Surendra,
Your recommended config change fixed my issue. Azure Managed Service Identity
works for me now and I can write checkpoints to ADLSGen2 storage. My client id
is the managed identity that is attached to the azure Kubernetes nodepools. For
anyone else facing this issue, my configurations to get this working in the
Kubernetes yaml are:
flinkConfigurations:
fs.azure.createRemoteFileSystemDuringInitialization: "true"

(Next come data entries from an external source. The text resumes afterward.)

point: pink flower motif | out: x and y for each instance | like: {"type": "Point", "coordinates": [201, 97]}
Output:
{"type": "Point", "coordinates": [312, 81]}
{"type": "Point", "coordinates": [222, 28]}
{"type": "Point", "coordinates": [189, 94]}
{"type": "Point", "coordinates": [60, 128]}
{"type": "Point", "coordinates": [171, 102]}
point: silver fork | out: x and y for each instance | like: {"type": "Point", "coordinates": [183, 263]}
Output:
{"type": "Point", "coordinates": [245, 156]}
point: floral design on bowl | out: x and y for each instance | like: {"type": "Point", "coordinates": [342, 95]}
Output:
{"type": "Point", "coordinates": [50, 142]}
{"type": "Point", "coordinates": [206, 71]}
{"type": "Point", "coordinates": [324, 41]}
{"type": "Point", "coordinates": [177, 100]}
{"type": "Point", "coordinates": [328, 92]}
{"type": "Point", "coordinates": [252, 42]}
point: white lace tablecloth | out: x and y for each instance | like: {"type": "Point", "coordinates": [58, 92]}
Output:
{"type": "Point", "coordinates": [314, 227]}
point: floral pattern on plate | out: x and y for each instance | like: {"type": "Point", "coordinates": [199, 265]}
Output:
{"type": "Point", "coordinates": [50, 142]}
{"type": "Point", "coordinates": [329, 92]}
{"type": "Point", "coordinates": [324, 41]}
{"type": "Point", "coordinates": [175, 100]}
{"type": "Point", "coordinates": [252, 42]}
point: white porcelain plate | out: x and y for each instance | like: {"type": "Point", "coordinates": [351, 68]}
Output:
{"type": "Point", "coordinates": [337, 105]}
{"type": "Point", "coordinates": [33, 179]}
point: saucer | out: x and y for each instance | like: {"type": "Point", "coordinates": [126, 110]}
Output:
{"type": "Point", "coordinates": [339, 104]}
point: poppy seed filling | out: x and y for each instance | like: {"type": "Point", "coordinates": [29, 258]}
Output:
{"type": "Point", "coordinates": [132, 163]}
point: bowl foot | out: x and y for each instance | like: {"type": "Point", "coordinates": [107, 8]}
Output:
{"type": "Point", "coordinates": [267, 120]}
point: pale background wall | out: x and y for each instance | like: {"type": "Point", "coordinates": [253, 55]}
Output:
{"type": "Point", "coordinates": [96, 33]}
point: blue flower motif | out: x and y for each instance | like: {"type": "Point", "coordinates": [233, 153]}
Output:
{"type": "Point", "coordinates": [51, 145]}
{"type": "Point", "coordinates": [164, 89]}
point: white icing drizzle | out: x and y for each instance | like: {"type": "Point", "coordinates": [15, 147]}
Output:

fs.azure.account.oauth.provider.type.<storage_account_name>.dfs.core.windows.net:
org.apache.flink.fs.shaded.hadoop3.org.apache.hadoop.fs.azurebfs.oauth2.MsiTokenProvider
fs.azure.account.oauth2.msi.tenant.
<storage_account_name>.dfs.core.windows.net: <Azure Tenant ID>
fs.azure.account.oauth2.client.id.
<storage_account_name>.dfs.core.windows.net: <Managed Service Identity Client
ID>
fs.azure.account.oauth2.client.endpoint.
<storage_account_name>.dfs.core.windows.net:
https://login.microsoftonline.com/<Azure Tenant ID>/oauth2/token
Also this environment variable has to be added to the Kubernetes yaml
configuration
containers:
# Do not change the main container name
- name: flink-main-container
env:
- name: ENABLE_BUILT_IN_PLUGINS
value: flink-azure-fs-hadoop-1.16.1.jar
This azure managed service identity configuration should be added to the flink
docs. I couldn’t find anywhere that the fs.azure.account.oauth.provider.type
had to be set as
org.apache.flink.fs.shaded.hadoop3.org.apache.hadoop.fs.azurebfs.oauth2.MsiTokenProvider
From: Surendra Singh Lilhore <[email protected]>
Sent: Tuesday, May 16, 2023 11:46 PM
To: Ivan Webber <[email protected]>
Cc: DEROCCO, CHRISTOPHER <[email protected]>; Shammon FY <[email protected]>;
[email protected]
Subject: Re: MSI Auth to Azure Storage Account with Flink Apache Operator not
working
Hi DEROCCO,
Flink uses shaded jars for the Hadoop Azure Storage plugin, so in order to
correct the ClassNotFoundException, you need to adjust the configuration.
Please configure the MSITokenProvider as shown below.
fs.azure.account.oauth.provider.type:
org.apache.flink.fs.shaded.hadoop3.org.apache.hadoop.fs.azurebfs.oauth2.MsiTokenProvider
Thanks
Surendra
On Wed, May 17, 2023 at 5:32 AM Ivan Webber via user
<[email protected]<mailto:[email protected]>> wrote:
When you create your cluster you probably need to ensure the following settings
are set. I briefly looked into MSI but ended up using Azure Key Vault with
CSI-storage driver for initial prototype
(https://github.com/MicrosoftDocs/azure-docs/blob/main/articles/aks/csi-secrets-store-driver.md#upgrade-an-existing-aks-cluster-with-azure-key-vault-provider-for-secrets-store-csi-driver-support<https://urldefense.com/v3/__https:/github.com/MicrosoftDocs/azure-docs/blob/main/articles/aks/csi-secrets-store-driver.md*upgrade-an-existing-aks-cluster-with-azure-key-vault-provider-for-secrets-store-csi-driver-support__;Iw!!BhdT!iKqopXbK8CmuTNzfeMy7YIENZID6mDog1vC7RonlcCPJ33cegpcwXpHjtqYV1HDWO3bIWCPxwuHxW0-o0PEq2cCN$>).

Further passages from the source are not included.